Michel Kemper : Vous étiez une référence, en bien ou en mal, dans le folk…
« Il y avait une petite guerre amusante, à l’époque. Les puristes étaient encore plus passionnés que nous : ils avaient des idées préconçues sur la façon dont il fallait faire les choses. Ou ne pas les faire. Choix subjectifs, bien évidemment. Nous, ce qu’on faisait, c’était une proposition : on n’avait pas ces limites-là, on s’en foutait complètement. C’est peut-être aussi ce qui a fait le succès du groupe : on pouvait toucher des gens de sensibilités différentes. J’ai déjà entendu des gens dire : « Je déteste le folk, sauf Malicorne », ce que je trouve flatteur. Parce qu’il n’y avait pas de limites, et pas ce côté « On va reproduire ce qu’on faisait au 19e siècle. » Ce qui était grotesque d’ailleurs, car pourquoi le 19e plutôt que le 16e ? Là, on était au 20e siècle, on faisait avec notre petite sensibilité. Avec la sincérité et l’enthousiasme de la jeunesse : on ne pouvait pas se tromper, c’était notre proposition, pas la vérité ! »
Très rapidement on en vient à des disques thématiques…
« C’est un truc qu’on aimait bien. »
Un choix collectif ?
« Bien sûr. À l’époque, je crois, les disques avaient un peu plus de valeur qu’aujourd’hui. Pour nous, c’était non seulement un événement mais aussi un objet. Il y avait la notion de durée, et ces deux faces qui, parfois, provoquaient des choix particuliers dans la façon, par exemple, de commencer une face et de la terminer. On trouvait, comme dans un spectacle avec entracte, des progressions, ou une espèce de mouvement dramatique… L’histoire de concept, c’est un peu particulier. C’était dans l’air du temps aussi bien chez les groupes rock que dans d’autres domaines musicaux. Et nous, qui interprétions des chansons traditionnelles existantes, nous avions l’embarras du choix. Plus ça allait – et c’est allé très vite – et plus le choix était immense. On sélectionnait les chansons en fonction de leur esthétisme, de ce qu’on ressentait au niveau du texte, de la musique et des idées d’arrangements qui pouvaient nous donner cette envie de les interpréter. Ça veut dire que ça pouvait être complètement débridé : une chanson d’amour, une autre de soldat qui part en guerre, etc. Très vite, on s’est aperçu qui, si on mettait des chansons ensemble sur un thème commun, on pouvait, sans dire le mot, faire des espèces de mini-symphonies. Le fait de juxtaposer ces œuvres, comme un galeriste va exposer ses toiles, les confronter. Ça donnait une dimension encore différente à ces chansons, plutôt que d’avoir des œuvres jetées, là, par hasard. D’avoir une ambiance. D’où Le Bestiaire, L’extraordinaire Tour de France d’Adélard Rousseau… Ça nous donnait une trame pour le choix des chansons. »

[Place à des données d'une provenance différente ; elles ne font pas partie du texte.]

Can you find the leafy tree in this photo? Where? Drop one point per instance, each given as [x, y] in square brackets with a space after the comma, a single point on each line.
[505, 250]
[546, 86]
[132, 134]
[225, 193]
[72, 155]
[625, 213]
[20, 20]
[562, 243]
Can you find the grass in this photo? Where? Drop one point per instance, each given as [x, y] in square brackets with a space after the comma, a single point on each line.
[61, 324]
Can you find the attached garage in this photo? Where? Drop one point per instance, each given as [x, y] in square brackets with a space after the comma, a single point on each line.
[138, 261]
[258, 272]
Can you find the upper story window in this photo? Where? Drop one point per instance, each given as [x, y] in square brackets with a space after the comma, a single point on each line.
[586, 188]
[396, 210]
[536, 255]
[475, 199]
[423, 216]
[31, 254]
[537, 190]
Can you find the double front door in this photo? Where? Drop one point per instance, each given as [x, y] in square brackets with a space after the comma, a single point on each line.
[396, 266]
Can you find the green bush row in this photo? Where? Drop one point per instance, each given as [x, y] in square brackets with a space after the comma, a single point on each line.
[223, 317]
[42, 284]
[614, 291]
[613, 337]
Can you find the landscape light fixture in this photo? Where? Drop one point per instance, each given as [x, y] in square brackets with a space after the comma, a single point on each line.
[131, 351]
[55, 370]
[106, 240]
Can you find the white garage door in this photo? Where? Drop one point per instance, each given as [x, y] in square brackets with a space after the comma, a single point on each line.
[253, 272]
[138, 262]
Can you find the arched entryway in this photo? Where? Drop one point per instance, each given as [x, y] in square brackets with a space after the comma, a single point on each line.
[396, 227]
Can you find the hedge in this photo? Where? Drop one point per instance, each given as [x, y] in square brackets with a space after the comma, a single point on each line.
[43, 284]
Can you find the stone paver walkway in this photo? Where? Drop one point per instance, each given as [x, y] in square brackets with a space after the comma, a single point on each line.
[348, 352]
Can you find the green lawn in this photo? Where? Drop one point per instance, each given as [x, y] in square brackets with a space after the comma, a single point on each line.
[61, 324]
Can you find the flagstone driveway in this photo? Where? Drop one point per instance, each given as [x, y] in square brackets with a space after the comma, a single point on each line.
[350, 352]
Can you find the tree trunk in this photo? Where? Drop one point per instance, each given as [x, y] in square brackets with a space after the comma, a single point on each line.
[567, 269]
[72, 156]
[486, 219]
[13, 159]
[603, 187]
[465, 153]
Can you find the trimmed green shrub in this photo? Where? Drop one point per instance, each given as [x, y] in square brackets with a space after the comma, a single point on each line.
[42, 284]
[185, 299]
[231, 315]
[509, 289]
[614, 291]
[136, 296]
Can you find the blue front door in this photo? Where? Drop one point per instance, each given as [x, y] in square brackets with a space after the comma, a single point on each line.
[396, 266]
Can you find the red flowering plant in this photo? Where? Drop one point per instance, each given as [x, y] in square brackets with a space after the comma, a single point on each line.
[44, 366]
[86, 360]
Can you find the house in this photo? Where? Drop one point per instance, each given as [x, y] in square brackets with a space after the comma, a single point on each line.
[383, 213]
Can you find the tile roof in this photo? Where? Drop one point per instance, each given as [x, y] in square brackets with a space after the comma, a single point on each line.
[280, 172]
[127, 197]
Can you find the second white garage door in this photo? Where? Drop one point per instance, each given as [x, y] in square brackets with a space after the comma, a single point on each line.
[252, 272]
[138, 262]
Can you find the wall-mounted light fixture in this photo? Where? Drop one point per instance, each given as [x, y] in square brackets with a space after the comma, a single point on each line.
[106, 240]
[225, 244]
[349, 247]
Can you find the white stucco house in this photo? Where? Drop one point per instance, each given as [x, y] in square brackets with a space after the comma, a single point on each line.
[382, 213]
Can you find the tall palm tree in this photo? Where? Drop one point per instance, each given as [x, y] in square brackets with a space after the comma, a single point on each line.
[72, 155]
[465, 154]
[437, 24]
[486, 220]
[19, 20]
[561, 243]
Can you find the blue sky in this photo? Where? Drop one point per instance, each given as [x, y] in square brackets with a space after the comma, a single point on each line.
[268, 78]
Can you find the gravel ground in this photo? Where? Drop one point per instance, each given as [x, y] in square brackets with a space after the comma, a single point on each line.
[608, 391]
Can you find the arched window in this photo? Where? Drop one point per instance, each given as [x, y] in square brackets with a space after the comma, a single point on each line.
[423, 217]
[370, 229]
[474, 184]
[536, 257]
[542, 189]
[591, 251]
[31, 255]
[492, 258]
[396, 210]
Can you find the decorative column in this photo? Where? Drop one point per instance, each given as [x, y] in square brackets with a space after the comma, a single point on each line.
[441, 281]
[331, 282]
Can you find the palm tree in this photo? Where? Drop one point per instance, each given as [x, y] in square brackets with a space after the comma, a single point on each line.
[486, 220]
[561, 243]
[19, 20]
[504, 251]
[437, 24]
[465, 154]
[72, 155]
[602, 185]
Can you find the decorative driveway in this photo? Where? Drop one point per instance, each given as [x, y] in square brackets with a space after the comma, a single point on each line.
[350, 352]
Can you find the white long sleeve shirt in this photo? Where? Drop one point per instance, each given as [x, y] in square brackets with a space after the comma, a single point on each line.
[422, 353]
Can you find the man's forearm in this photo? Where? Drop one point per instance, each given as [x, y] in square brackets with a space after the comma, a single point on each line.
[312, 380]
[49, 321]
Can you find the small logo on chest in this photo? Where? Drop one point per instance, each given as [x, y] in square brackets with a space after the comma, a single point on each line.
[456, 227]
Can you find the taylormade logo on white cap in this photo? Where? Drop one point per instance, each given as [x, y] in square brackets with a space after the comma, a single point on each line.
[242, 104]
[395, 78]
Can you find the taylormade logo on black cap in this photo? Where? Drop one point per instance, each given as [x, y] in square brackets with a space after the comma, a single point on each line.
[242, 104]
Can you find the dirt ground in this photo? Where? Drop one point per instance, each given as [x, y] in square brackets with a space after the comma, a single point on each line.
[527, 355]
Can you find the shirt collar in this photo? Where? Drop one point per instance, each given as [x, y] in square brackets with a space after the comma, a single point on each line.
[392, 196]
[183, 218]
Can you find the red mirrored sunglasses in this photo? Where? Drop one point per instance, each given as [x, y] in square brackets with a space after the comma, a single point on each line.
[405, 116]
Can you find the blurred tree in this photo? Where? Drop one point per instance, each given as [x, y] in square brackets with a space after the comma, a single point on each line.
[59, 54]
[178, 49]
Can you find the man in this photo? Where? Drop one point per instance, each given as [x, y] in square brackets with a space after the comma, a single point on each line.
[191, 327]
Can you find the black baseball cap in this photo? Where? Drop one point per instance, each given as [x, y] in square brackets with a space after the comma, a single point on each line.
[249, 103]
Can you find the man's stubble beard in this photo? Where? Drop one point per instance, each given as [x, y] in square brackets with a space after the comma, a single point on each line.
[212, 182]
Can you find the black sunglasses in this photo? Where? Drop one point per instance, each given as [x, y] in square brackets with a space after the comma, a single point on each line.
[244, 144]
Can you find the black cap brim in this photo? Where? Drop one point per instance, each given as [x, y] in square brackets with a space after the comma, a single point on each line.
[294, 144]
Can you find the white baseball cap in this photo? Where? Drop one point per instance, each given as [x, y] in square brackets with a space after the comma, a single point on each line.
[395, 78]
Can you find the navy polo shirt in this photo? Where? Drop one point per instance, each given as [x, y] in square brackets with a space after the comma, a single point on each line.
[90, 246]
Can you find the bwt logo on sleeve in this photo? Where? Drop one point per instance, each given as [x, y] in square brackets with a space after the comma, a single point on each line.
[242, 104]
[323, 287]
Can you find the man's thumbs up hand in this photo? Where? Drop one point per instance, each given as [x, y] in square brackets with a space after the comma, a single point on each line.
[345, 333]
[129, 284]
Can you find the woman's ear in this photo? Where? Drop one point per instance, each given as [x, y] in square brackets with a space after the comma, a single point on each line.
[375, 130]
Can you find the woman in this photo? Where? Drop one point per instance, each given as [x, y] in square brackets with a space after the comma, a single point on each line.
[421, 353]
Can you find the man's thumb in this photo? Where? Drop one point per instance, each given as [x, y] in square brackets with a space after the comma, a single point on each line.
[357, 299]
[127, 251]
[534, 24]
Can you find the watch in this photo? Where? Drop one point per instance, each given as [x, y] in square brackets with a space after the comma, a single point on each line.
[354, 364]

Vous aviez le temps de collecter ou vous aviez des « rabatteurs » ?
« Je ne veux pas raconter d’histoires : nous n’avons jamais fait de collectage. Ou plutôt si : je crois que ça a dû durer deux semaines en tout et pour tout. Il y avait des gens passionnés, plus scientifiques qu’artistes, qui faisaient ce travail. Et très bien. À cette époque et en partie grâce au succès de ce mouvement musical, donc en partie à Malicorne, tout un travail de publication. Quand on s’est aperçu de l’intérêt qu’avaient les gens pour ces musiques-là, on a vu fleurir des publications de partout. Dont beaucoup de collectages effectués en début du siècle, en 1901 précisément, où un ministre, Hippolyte Fortoul, avait ordonné une collecte au niveau national. Collecte qui passait par le biais des écoles, de ces instituteurs qui demandaient à leurs élèves de questionner leurs parents et grands-parents, d’essayer de recueillir des musiques, des chansons, des textes que l’instituteur recopiait et dont le professeur de musique transcrivait les notes. Tout ça était resté dans des archives, très peu avaient fait l’objet de publications. Les trois quarts sont à la Bibliothèque nationale.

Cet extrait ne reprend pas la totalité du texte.